Named free-function conversions can be good extension points.
However, they do require agreement on the name - which is fine for STL, but harder for independent libraries.
ie my library called it to_int but your library called it to_integer. De facto standands - plural. :-(

Note: Extensions points in STL have their own problems. ADL, using std::swap. etc.

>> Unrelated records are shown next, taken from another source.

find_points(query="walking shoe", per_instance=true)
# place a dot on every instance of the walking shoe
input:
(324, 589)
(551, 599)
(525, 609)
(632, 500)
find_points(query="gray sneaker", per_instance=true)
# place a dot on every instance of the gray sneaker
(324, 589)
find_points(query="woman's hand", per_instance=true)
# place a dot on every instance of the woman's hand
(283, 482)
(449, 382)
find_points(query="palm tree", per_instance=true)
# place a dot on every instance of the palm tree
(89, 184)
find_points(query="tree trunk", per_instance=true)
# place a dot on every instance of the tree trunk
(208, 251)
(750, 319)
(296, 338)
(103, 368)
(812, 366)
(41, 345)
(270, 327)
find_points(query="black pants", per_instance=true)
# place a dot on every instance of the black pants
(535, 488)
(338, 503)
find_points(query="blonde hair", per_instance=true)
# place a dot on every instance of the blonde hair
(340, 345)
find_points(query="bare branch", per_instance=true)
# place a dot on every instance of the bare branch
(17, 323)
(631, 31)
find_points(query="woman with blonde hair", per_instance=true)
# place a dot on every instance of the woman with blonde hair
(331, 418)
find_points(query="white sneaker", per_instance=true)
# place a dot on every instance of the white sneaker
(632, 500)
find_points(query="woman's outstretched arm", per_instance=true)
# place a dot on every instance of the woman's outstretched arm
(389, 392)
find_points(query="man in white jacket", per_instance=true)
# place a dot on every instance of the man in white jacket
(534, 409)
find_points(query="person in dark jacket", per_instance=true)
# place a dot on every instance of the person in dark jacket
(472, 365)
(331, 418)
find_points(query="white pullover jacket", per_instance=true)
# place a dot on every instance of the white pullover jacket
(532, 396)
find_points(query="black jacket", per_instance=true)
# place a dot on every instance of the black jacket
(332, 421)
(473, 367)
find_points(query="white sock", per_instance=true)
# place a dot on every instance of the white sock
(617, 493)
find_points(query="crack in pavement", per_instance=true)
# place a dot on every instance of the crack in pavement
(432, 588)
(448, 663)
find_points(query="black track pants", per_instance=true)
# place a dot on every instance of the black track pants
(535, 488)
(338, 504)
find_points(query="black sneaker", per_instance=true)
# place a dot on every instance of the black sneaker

Modifying Existing Classes

Constructors and casts are not free functions. Named conversions can be. Thus only named conversions are possible for classes that you can’t modify. We can modify existing STL classes, but we need to be careful about code breakage. We can, of course, modify newly-proposed STL classes.

If In Doubt

Although the language rule is implicit-by-default, as a coding guideline, I think the default should be explicit. ie suggestion:

All new STL classes should have explicit constructors unless there is _motivation to make it otherwise._


Given the above considerations, we can express this in a table. There’s always a table

How to read this table.

Think of a conversion. Answer the questions along the left column. The rightmost column that gets a “check” for your conversion is the type of conversion you should choose (except the ‘generic code’ column). Thus only choose implicit if ALL checks are in the implicit column. “generic code” exception: you could choose Named in addition to Implicit/Explicit if you are choosing Named just as an extension point. (ie string can still have a to_string function). And yes, the differences between Explicit and Named are not always cut and dry.

Consideration Your Class? Your Class? Your Class?
same platonic thing? yes no[1] -
info fidelity no loss some loss more loss
performance penalty? little/no some yes
throws? noexcept?/rarely?/ same as copyctor? yes -
danger? (dangling, etc) no yes -
code review? no need self-policed[2] greppable / policeable
generic code? strict less strict “extension point”
can modify class? yes yes no
are you sure? yes no -
Result Implicit ctor/cast Explicit cast/ctor Named

1. If not the same platonic thing, you can have an explicit constructor, but you shouldn’t have a cast at all
2. ‘self-policed’ - Explicit conversions are more for situations where you want the developer to stop for a second and think about the conversion, but have enough faith in the average developer to make a good choice, and don’t feel it typically needs much further policing. You can see it in a code review, but harder to grep for.

How are we (std::) doing?

Elsewhere

Other Things to Consider

We need guidelines that also cover these issues:

Acknowledgements

Howard Hinnant knows this better than I do, and gave me lots of input and examples. Such as chrono, which is one big example of explicit vs implicit. I also appreciate the encouragement I received from Jeffrey, Gaby, and others.